Les caprices des matières premières entachent les résultats annuels du groupe. Malgré un chiffre d’affaires en hausse à 2,92 milliards d’€ pour l’exercice 2012-2013, le résultat opérationnel courant affiche un repli de 8 %, à 85,9 millions d’euros. « Pour autant, au vu du contexte, nous nous attendions à un repli plus important » assure Laurent Wolfrum, directeur administratif et financier du groupe. En cause ? « Le coût des céréales, qui représente environ 60 % du prix de revient de la volaille » explicite Denis Lambert, PDG de LDC.

Ajouter à cela des hausses tarifaires ‘insuffisantes’ passées avec la grande distribution, qui a consenti à deux hausses de 8 %.

Toujours plus fort sur la volaille

Mais la conjoncture ne fait pas faiblir le groupe, qui poursuit ses investissements (97,3 millions d’€ sur l’exercice écoulé). Sur la volaille (CA : 2 milliards d’€, à + 6,1 %), les volumes sont en hausse de 19 000 tonnes du fait du développement des marques (Le Gaulois, Maitre Coq et Loué) qui performent surtout sur le segment de l’entier et de la découpe.

La reprise de deux sites industriels du groupe Doux, dont le frais est en liquidation judiciaire depuis le 10 septembre 2012, participe aussi à l’accroissement des tonnages commercialisés.
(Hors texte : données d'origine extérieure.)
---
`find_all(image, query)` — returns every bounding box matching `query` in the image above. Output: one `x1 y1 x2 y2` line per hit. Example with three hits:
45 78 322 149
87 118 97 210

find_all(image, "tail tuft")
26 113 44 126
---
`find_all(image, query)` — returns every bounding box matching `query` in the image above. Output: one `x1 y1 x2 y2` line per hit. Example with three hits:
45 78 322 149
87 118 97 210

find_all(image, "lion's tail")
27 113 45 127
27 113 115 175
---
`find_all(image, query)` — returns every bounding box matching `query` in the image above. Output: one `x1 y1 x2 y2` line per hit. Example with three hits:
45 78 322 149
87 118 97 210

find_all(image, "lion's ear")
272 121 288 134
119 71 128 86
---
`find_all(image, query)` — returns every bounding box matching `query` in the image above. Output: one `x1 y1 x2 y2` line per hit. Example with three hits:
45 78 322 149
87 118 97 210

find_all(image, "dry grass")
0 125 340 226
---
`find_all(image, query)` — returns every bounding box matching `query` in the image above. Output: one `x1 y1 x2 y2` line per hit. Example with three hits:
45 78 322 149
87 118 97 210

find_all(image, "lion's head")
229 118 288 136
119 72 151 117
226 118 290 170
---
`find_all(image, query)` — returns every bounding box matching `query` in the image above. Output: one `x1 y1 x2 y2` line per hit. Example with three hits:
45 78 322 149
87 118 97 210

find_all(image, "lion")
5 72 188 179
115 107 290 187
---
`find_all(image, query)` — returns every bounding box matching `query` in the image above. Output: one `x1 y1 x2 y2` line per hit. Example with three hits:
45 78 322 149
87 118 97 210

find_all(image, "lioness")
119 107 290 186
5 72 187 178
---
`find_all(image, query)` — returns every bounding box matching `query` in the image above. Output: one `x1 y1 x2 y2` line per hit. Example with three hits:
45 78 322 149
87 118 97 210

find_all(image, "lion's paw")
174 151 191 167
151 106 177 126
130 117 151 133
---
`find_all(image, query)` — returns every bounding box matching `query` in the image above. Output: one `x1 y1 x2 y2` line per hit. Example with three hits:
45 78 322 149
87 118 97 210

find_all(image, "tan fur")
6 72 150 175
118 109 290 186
Traiteur, vers des jours meilleurs…

Le traiteur, qui représente 17 % du chiffres d’affaires du groupe (501,5 millions d’€), poursuit sa lente remontée à coups d’innovations et grâce à la mutation du pôle. Si les marques présentes sur les produits exotiques (marque tradition d’Asie) et les plats cuisinés (Marie) affichent une santé meilleure que le marché, des efforts restent encore à faire sur les pizzas, en baisse de 8, 5 %, et les sandwichs (+1,8 %) . « Pour ces deux segments, rendez-vous en novembre... » lâche malicieusement Denis Lambert, qui se donne pour objectif de retrouver la profitabilité du pôle traiteur d’ici à un an.